If you’ve been issued a traffic ticket, you may ask yourself some of the following questions:
- Should I just pay the ticket and forget it?
- Is there a way to wipe this ticket off my record?
- If I pay the ticket, will my insurance rates go up?
- Do I have legal grounds to fight the ticket?
- Can I lose my license?
If you decide to fight the ticket, several things will happen:
- You will spend at least several hours and probably many more preparing to fight the ticket.
- You’ll worry about making a good court presentation.
- You’ll spend half a day or more going back and forth to court and arguing your case.
If you don’t fight the ticket, you could end up doing some or all of the following:
- spending money and many hours in traffic school to clear your record
- paying a hefty fine and having the ticket appear on your driving record
- If you have had another recent ticket, paying higher insurance premiums for the next three to five years, or
- if you have had several recent tickets, losing your driving privileges.
Are Tickets Impossible to Beat?
The answer is: absolutely not. Many tickets are given in situations where even the officer knows that a motorist who puts up a spirited defense might win. But this doesn’t necessarily mean the officer will cut back in handing out marginal tickets. That’s because the officer also knows that only about 3% of ticketed drivers contest their citations. And furthermore, many of those who do fight are so unprepared and nervous that they beat themselves, not their citation.
Does It Make Sense to Fight a Particular Ticket?
Common sense would say “no” if there is a small chance of winning and “yes” if the officer clearly screwed up. Still, for most tickets, guilt or innocence is not so clear cut, meaning that you’ll normally want to consider a number of factors, including the consequences of paying your fine—which is the same thing as pleading guilty.
Always prepare to contest serious violations. If you’re charged with anything that could land you in jail—like reckless or drunk driving—it is almost always wise to at least take the first steps necessary to fight the charge. In most states this consists of telling the court clerk you want to plead not guilty and then actually going to court to enter your plea. Doing this will give you time to research the charges you face, including searching for information that might help you fight to reduce the charges to a less-serious offense through a plea bargain. It also gives you time to find and consult a lawyer, if you decide one is necessary
Before assuming the ticket can’t be beaten and resigning yourself to writing out that check, we encourage you to take a hard look at the facts to see if you have a reasonable chance of success. You may be surprised at the variety of legal grounds available for defeating your ticket. For example, in about one-third of the states—including California, Colorado, Texas, and Massachusetts—many posted speed limits are not “absolute.” This means if you were driving slightly above the posted speed limit but can convince a judge you were driving safely, you may be found not guilty. And to take another common example, where a ticket is given for an “unsafe lane change” it may be possible to show that you changed lanes with reasonable safety. That’s because it involves a quick judgment call on the part of the cop to cite you—a decision you may be able to successfully challenge if the lane change did not result in an accident.
Learn the Law
For More Information: How to Research Traffic Laws
To test the legality of the ticket you received, you must learn how to research the law and court procedure. Because of the Internet, researching the law is fairly easy. Once you locate the law you are accused of violating, you should closely examine its words and phrases because sometimes, the officer did not fully understand all of the technical aspects of the law, or worse, the officer has taken inappropriate liberties in interpreting the law.

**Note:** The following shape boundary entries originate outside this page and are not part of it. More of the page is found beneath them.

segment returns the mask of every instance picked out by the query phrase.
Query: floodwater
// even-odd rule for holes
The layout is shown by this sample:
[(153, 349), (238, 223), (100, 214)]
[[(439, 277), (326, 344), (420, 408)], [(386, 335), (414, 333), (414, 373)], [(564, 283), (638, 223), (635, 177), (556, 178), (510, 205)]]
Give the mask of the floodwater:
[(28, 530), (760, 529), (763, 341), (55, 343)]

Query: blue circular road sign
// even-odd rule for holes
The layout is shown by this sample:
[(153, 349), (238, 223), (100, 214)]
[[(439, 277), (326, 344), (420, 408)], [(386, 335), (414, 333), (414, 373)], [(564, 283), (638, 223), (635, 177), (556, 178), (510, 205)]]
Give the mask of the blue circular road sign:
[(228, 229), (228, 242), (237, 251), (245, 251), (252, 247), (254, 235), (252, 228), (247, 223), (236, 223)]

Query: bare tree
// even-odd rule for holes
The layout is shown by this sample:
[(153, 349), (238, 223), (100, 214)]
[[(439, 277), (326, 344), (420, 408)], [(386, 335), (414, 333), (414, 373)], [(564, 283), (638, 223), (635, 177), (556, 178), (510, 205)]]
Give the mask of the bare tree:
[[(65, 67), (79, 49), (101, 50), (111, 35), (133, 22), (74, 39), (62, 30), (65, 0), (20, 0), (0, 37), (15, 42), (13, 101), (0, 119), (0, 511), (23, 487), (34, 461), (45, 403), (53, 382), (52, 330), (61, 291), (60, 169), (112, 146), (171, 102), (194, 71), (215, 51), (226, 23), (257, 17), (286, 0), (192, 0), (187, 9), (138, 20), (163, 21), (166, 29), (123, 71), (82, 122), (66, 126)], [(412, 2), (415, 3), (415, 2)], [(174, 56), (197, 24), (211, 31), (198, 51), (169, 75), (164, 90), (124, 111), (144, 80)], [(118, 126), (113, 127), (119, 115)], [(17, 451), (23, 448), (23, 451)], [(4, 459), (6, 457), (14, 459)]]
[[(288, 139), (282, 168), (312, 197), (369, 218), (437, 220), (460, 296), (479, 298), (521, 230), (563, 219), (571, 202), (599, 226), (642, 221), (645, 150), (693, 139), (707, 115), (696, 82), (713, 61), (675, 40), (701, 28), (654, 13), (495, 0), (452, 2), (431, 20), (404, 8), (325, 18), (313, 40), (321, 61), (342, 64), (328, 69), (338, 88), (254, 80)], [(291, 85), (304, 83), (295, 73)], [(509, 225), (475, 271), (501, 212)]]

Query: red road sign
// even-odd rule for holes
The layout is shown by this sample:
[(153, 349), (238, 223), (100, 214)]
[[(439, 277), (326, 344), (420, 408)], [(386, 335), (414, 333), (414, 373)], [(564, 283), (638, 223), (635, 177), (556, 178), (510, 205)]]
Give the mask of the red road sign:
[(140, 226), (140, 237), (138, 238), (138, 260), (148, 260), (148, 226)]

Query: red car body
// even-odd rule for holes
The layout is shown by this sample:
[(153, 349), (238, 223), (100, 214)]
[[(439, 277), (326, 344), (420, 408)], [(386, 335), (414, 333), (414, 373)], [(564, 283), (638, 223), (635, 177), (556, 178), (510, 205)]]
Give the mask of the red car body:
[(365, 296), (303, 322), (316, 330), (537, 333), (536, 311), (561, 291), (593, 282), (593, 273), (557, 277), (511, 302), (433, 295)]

If you are uneasy searching for legal technicalities to keep your record clear, then follow your conscience, pay your ticket, and accept the consequences. But keep in mind that exploiting legal technicalities is a common, legitimate practice for avoiding the consequences of a traffic ticket.
How to Decide Whether to Fight or Fold
Here are some questions to determine whether going to court makes sense:
- Was the officer’s view of what occurred obstructed by other moving vehicles or stationary objects like trees, fences, or buildings? If so, this allows you to argue that the officer could not have clearly seen the alleged offense and gives you an opening to sell your version of events to the judge.
- Did the officer stop the right car? It is quite possible in heavy traffic for an officer to see a violation committed by one white minivan (a 1995 Plymouth Voyager, for example) and to stop another (an almost identical white 1994 Dodge Caravan) farther down the road. Your ability to claim this happened (“the officer got the wrong driver, Your Honor”) obviously goes way up if you can show that because of a curve in the road, construction project, or just heavy traffic, the officer lost sight of the offending vehicle between the violation and pulling you over.
- Were you charged with speeding when you were driving safely, even though you were driving over the speed limit? In about 20 states, the law says it’s legal to drive slightly over the posted speed limit as long as you can prove conditions made it safe to do so.
- Was there an actual, provable error in the officer’s approach or methodology? In citing you for speeding, did the officer correctly pace your vehicle or properly use VASCAR, radar, or laser to establish your speed
- Do any other legal defenses exist to the law you’re charged with violating? For example, if you were charged with driving too slowly in the left lane of a multilane highway, it is a legal defense (provided for in most state’s laws) that you were planning to turn left.